The casualness of the statement sent a shiver down Latio’s spine. Desperate to change the subject, he looked around the cramped, swaying cabin. "Is this how you did it?"
"How we did what, my Lord?"
"The ambush. How you moved two hundred riders through the heart of the province without being detected. You brought them by sea." Latio had turned the puzzle over in his mind for days. It was impossible for a force that size to remain hidden on open ground; the castles, the dust, someone should have seen them. Yet, the trap had closed around him as if the earth had simply birthed the Hounds.
"Oh," Lucius murmured, giving away nothing. He reached for a small vial on the bedside table and brought it to his nose, wincing as he caught the scent. "It seems the doctor went heavy on the opium.And seeing how you are able to speak....’’ he sighed ’’ Perhaps that is why he is working for me instead of the high legions. Ah... I truly hate my job.Can’t even have a proper medic."
"Don’t hide behind a drunk’s medicine," Latio pressed, though he knew his authority was a phantom. "How could you do it? There is no way you could have moved ships large enough for two hundred mounts without being stopped at the port of Pardum."
"There are many roads through a mountain, my Lord. Only because you see one path doesn’t mean the others don’t exist. If you cannot move the mountain, a single stone moved at the right time is enough." Lucius leaned forward, his eyes boring into Latio’s. "What prohibits a ship from passing unbothered? Usually, it is just the pride of one man and the heavy purse of another. Corruption is the swiftest galley in the world."
He gave a small pleased smile.
Latio felt a cold sinkhole to the man’s honesty. A man didn’t reveal the secrets of his logistics to someone he expected to see at dinner in a month’s time. He only told these things to the dead.
Latio settled back into the thin mattress, the realization anchoring him in a dark sort of peace.
"Why are you here?" he then asked quietly. "To gloat over me as your friends on horseback did?"

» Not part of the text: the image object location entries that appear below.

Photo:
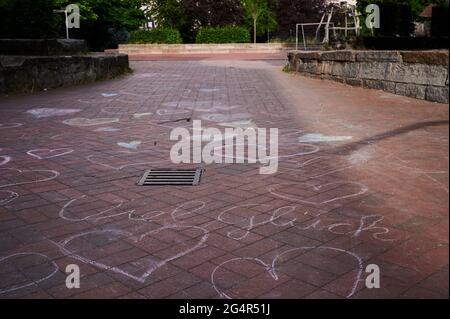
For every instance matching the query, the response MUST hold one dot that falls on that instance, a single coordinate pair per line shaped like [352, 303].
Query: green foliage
[158, 35]
[103, 22]
[259, 16]
[229, 34]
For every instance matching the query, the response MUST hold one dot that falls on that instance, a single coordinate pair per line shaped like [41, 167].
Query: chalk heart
[4, 160]
[228, 286]
[140, 271]
[7, 197]
[112, 162]
[131, 145]
[90, 122]
[46, 153]
[16, 177]
[330, 193]
[28, 259]
[10, 125]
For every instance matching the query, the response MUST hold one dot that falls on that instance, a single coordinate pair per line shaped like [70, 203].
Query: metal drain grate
[171, 177]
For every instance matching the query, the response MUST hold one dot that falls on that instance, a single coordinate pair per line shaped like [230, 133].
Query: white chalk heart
[23, 177]
[90, 122]
[273, 272]
[47, 112]
[4, 159]
[352, 189]
[109, 94]
[131, 145]
[7, 197]
[151, 265]
[10, 125]
[46, 153]
[320, 138]
[33, 279]
[107, 162]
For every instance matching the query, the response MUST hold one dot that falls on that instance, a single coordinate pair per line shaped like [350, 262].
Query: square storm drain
[171, 177]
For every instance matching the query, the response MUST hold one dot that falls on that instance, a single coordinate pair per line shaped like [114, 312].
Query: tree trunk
[254, 30]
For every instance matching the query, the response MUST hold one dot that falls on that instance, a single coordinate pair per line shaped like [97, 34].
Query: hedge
[158, 35]
[223, 35]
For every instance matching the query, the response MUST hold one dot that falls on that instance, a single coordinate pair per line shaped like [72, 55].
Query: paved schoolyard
[363, 179]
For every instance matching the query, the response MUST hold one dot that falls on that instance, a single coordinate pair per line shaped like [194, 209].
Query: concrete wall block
[374, 70]
[343, 69]
[418, 74]
[437, 94]
[343, 56]
[438, 57]
[378, 56]
[380, 85]
[354, 81]
[411, 90]
[313, 67]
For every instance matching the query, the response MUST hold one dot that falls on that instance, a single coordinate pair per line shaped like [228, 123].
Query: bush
[158, 35]
[223, 35]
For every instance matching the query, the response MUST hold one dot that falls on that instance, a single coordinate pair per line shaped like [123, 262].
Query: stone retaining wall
[42, 47]
[417, 74]
[34, 73]
[268, 48]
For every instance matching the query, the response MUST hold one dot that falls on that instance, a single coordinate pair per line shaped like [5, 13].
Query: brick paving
[70, 160]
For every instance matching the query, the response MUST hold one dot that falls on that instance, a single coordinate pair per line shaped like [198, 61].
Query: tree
[188, 16]
[215, 13]
[291, 12]
[105, 23]
[259, 11]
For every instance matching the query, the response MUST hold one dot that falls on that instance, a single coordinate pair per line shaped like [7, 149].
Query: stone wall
[267, 48]
[35, 73]
[42, 47]
[417, 74]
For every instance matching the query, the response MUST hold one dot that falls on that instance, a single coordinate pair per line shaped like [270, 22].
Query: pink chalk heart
[229, 286]
[318, 194]
[46, 153]
[15, 177]
[149, 265]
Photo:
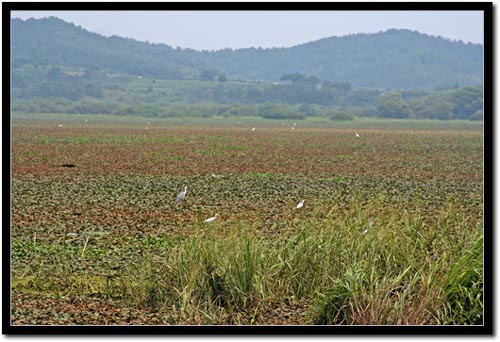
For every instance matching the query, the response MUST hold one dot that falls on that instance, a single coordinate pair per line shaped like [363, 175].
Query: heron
[181, 195]
[367, 228]
[211, 219]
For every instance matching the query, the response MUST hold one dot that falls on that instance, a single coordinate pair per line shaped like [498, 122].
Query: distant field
[391, 231]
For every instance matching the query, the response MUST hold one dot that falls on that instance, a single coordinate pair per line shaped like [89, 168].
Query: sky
[240, 29]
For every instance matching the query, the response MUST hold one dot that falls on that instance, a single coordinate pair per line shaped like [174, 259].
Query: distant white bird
[181, 195]
[367, 228]
[211, 219]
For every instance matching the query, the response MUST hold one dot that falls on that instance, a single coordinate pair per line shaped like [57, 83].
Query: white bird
[181, 195]
[211, 219]
[367, 228]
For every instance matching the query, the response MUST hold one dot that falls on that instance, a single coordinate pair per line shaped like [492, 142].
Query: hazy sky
[237, 29]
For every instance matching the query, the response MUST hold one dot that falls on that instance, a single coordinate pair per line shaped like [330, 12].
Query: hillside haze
[392, 59]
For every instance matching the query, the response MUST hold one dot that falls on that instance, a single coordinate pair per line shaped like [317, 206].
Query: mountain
[392, 59]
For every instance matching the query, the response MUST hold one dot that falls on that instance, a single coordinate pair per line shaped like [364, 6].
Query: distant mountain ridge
[392, 59]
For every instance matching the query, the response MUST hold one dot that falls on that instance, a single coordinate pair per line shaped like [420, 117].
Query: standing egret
[367, 228]
[181, 195]
[211, 219]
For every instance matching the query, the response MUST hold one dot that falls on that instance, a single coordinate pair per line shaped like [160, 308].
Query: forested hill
[392, 59]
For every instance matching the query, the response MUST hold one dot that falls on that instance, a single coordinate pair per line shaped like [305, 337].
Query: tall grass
[347, 267]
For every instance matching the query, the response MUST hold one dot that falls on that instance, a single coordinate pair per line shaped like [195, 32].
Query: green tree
[435, 107]
[393, 106]
[208, 75]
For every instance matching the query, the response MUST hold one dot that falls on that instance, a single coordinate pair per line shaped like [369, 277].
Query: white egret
[211, 219]
[367, 228]
[181, 195]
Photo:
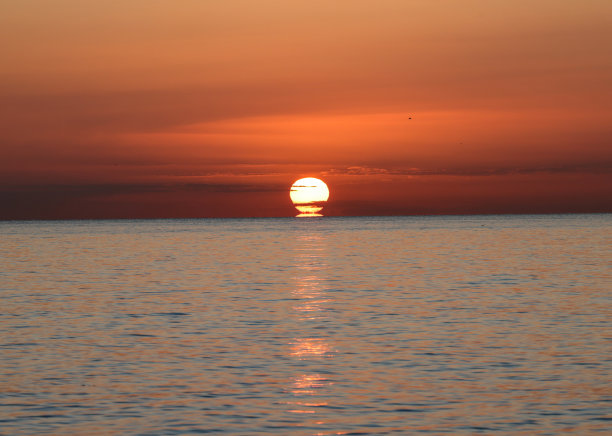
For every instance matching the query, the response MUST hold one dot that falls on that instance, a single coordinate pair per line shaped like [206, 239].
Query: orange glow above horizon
[145, 109]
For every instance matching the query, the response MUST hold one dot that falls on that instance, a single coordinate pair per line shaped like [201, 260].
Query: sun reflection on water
[309, 311]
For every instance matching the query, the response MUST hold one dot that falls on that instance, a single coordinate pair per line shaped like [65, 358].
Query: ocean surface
[317, 326]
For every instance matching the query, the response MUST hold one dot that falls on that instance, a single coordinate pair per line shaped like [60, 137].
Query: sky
[213, 108]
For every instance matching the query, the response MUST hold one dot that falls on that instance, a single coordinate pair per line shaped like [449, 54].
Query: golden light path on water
[310, 388]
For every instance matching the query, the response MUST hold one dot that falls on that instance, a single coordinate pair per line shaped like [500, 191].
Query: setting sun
[309, 195]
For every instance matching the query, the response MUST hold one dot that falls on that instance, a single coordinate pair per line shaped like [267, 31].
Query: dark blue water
[319, 326]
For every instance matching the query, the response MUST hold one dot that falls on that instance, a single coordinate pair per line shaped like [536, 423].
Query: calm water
[315, 326]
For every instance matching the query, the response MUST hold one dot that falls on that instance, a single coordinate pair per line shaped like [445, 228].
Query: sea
[307, 326]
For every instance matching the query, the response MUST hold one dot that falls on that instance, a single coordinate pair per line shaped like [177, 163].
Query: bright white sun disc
[309, 195]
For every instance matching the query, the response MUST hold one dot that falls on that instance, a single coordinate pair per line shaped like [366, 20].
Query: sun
[309, 195]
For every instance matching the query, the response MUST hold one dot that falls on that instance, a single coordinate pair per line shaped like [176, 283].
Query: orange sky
[191, 108]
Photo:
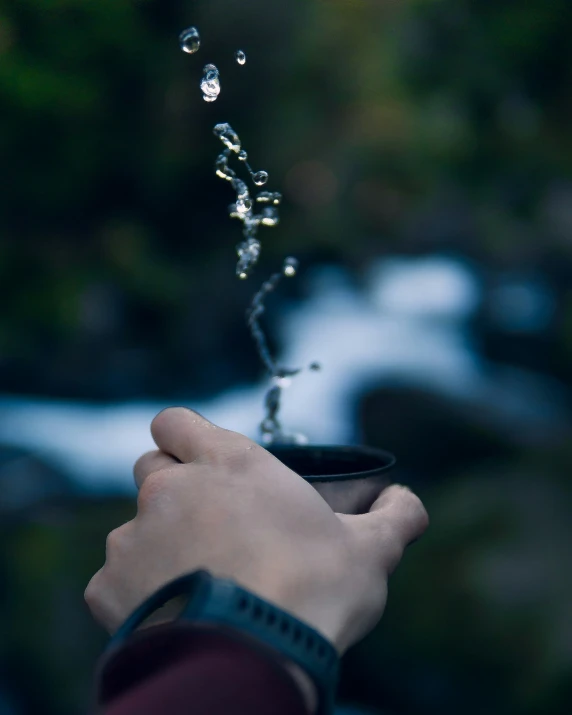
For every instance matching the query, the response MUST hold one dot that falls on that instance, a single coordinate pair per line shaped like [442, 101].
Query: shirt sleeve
[176, 669]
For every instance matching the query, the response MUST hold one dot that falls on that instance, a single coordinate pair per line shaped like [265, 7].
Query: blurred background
[425, 155]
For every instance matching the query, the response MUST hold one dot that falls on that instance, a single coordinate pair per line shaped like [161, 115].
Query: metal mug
[349, 479]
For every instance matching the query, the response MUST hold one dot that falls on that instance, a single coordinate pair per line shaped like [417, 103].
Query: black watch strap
[222, 602]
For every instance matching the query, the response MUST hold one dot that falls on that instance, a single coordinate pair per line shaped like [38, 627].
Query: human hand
[213, 499]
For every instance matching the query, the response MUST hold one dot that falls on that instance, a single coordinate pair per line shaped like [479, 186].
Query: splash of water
[248, 251]
[190, 40]
[244, 207]
[210, 83]
[270, 427]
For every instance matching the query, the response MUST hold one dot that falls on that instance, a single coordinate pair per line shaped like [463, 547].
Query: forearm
[176, 670]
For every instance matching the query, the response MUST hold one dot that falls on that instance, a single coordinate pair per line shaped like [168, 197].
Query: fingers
[150, 463]
[395, 520]
[185, 434]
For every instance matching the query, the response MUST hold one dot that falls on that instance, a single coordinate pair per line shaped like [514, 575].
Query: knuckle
[235, 453]
[143, 460]
[115, 541]
[392, 554]
[92, 592]
[418, 511]
[153, 488]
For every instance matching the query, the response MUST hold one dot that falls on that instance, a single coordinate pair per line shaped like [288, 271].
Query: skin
[211, 498]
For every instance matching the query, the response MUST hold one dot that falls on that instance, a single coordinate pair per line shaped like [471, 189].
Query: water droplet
[190, 40]
[243, 205]
[290, 266]
[260, 178]
[269, 197]
[270, 216]
[228, 136]
[223, 171]
[241, 189]
[210, 83]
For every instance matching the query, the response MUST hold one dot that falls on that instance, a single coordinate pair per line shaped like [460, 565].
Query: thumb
[395, 520]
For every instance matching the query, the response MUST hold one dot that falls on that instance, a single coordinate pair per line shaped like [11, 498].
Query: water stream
[253, 211]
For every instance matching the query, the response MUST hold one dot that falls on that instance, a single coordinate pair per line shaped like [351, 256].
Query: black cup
[349, 478]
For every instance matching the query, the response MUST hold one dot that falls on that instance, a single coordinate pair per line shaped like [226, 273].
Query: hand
[213, 499]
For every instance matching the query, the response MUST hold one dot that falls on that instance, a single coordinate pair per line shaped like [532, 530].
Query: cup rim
[388, 458]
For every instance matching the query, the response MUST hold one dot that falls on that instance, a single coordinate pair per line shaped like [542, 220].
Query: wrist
[305, 685]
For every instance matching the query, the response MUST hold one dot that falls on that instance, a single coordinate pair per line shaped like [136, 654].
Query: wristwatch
[224, 604]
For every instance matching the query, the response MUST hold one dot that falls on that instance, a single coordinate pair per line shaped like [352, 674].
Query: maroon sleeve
[176, 669]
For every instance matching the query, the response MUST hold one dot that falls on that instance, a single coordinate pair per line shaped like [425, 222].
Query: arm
[212, 499]
[176, 670]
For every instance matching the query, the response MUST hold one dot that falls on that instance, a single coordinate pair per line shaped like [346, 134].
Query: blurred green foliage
[409, 126]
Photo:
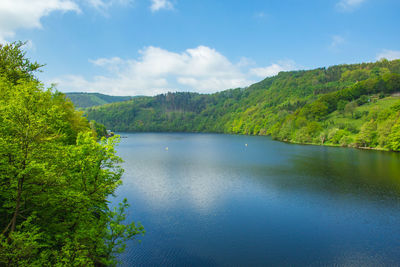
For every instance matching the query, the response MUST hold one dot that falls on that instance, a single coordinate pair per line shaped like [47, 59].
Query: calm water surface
[210, 200]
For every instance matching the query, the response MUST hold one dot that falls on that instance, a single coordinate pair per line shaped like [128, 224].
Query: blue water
[210, 200]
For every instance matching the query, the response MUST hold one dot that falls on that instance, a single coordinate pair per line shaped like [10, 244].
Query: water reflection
[211, 200]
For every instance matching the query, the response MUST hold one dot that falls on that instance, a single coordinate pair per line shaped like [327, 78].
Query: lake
[212, 200]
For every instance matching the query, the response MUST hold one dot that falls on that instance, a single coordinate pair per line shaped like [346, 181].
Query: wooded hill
[348, 105]
[85, 100]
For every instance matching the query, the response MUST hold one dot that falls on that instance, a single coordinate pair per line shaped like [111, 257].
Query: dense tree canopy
[55, 177]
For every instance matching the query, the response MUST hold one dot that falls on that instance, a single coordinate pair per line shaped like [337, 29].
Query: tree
[55, 177]
[350, 108]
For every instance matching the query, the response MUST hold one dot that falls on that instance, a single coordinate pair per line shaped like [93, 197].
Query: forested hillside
[348, 105]
[85, 100]
[55, 177]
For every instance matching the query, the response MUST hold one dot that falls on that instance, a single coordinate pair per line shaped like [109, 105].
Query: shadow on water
[210, 200]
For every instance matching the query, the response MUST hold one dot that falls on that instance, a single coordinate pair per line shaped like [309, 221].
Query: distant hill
[354, 105]
[86, 100]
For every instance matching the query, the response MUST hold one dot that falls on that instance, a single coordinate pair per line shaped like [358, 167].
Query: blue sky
[146, 47]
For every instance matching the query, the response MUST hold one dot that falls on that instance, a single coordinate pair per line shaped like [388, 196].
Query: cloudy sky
[146, 47]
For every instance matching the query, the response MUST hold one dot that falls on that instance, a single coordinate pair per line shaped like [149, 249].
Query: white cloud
[160, 4]
[18, 14]
[200, 69]
[337, 40]
[388, 54]
[349, 5]
[273, 69]
[103, 5]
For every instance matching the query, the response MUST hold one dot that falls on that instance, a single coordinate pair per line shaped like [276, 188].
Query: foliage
[55, 178]
[296, 106]
[85, 100]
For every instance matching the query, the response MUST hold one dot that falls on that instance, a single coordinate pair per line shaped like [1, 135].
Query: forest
[56, 176]
[355, 105]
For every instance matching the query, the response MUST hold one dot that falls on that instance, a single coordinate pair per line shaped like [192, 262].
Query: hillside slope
[85, 100]
[348, 105]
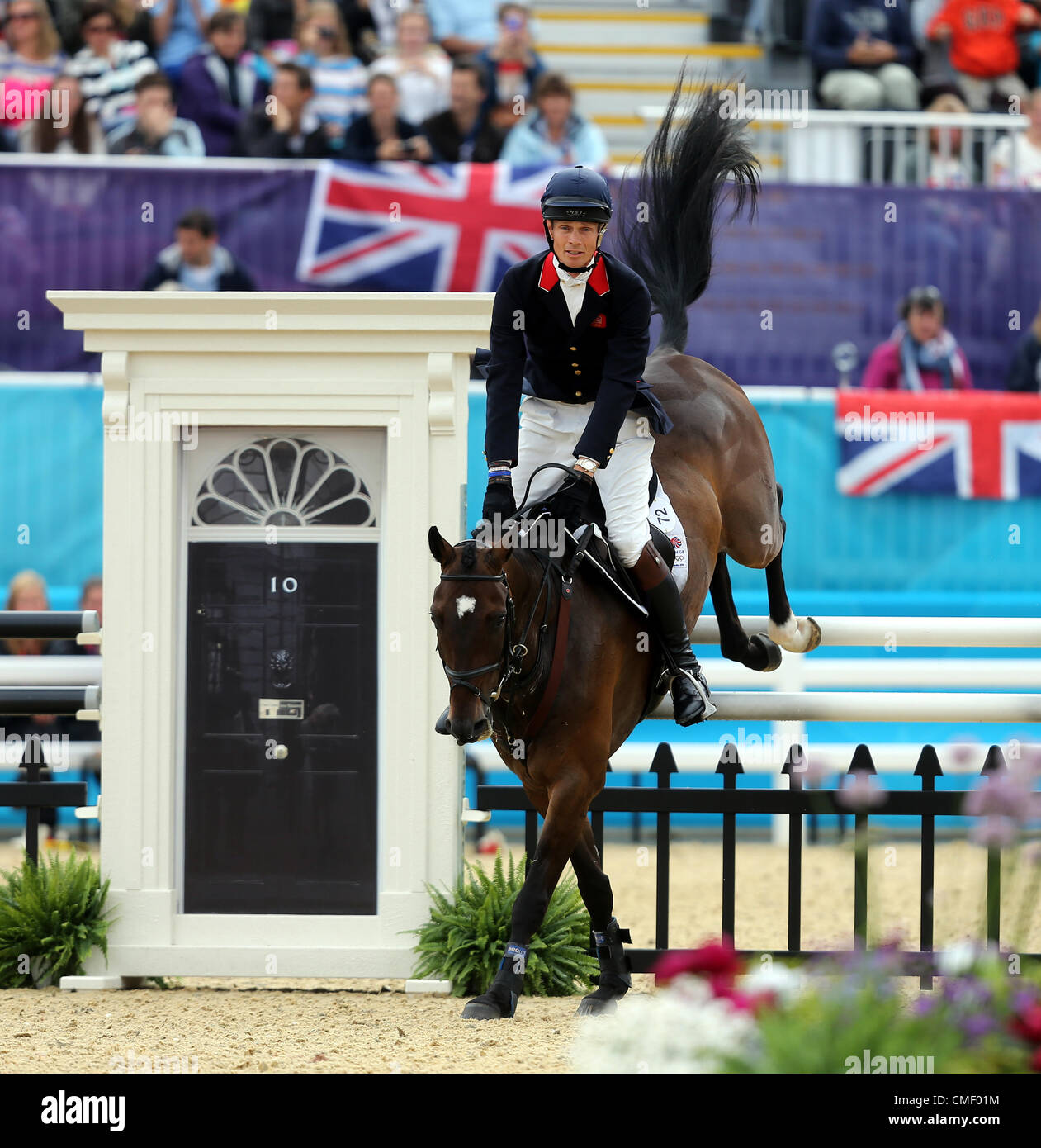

"Perhaps I just wished to see how you fared," Lucius replied smoothly. He reached out and adjusted the blanket, pulling it up toward Latio’s neck with a gesture that was almost tender, but really was just insulting. "You are, after all, an incredibly important guest. Some would be most displeased if you arrived at our destination looking like a common beggar."
Latio just stared at him, his eyes hollow.
"But I am also here to offer you something.
Something you may find much more worthwhile than a lecture on ships and how we did that or this...but of course it would be most apt before that , to have you made informed of some regards entailing your cousins, not really pleasing for you, I fear."